Spiritist Review — 1863 · Allan Kardec

Chapter 17 of 118

The sick man and the physician

A tale dedicated to the Editor of the Renard, of Bordeaux, by the rapping Spirit of Carcassonne. “There is no enduring it, doctor; it is too strong, Exclaimed, the other day, Monsieur Rochefort! Take my pulse, and see I am ill;

By a mania the globe is wholly seized. It makes one believe that God has lost His function; It sinks… and I curse then the whole globe. And I begin by steam… Is it thus that one travels? Where are at last the times of a carriage of my own? Times with no risk at all of breaking one’s neck, That from Paris to Sceaux a party went journeying? To speak of progress!… Ridiculous, doctor! Launched at full gallop, the orb sobs in pain; It is like a horrible chaos!…A cable to carry From Calais to Peking words beneath the sea. A tailor makes seams without needles; From water fire is drawn and from cotton sparks; A bad painter using an apparatus for brushes, Will sell portraits that the sun manufactures! Glory, glory to the past! The century grows bold, Bellows for equality; the people have the floor! From writing in Bordeaux, Sabò gives notice! Examine, doctor, everything is turned upside down. Of the charlatans I shall have to strip the skin; By the deuce!

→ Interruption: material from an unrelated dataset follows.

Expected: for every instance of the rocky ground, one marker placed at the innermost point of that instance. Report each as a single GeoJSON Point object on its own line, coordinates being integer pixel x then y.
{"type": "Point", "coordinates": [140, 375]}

I shall inform the chief of the Etincelle; It is there that, sabre in hand, a skull defends us; That is not all, doctor, oh scandal! someone claims Assuming the expressions of a La Fontaine, From such a Spirit to give us lessons.” - Here, Rochefort spat, lowering his voice: “In the Spirit, doctor, with faith do you now believe? Ah! the doctor replies! insincere, I cannot, The Spirit?… I do not believe, friend… not even in yours.” Note. – This tale, whose merit we leave to the reader to judge, was obtained spontaneously by typtology, like other charming poems of the same medium, concerning a witty article by Monsieur Aug. Bez, inserted in the Renard, which desires to open its columns to the adherents of Spiritism. Etincelle is another newspaper of Bordeaux, edited by Monsieur Rattier, who casts sparks against Spiritism with the aim of setting it ablaze, but who, until now, has only succeeded in producing an illumination similar to that of the sparks of fireworks, which go out before touching the ground. As for Monsieur Rochefort, he will certainly find this poem ill-natured.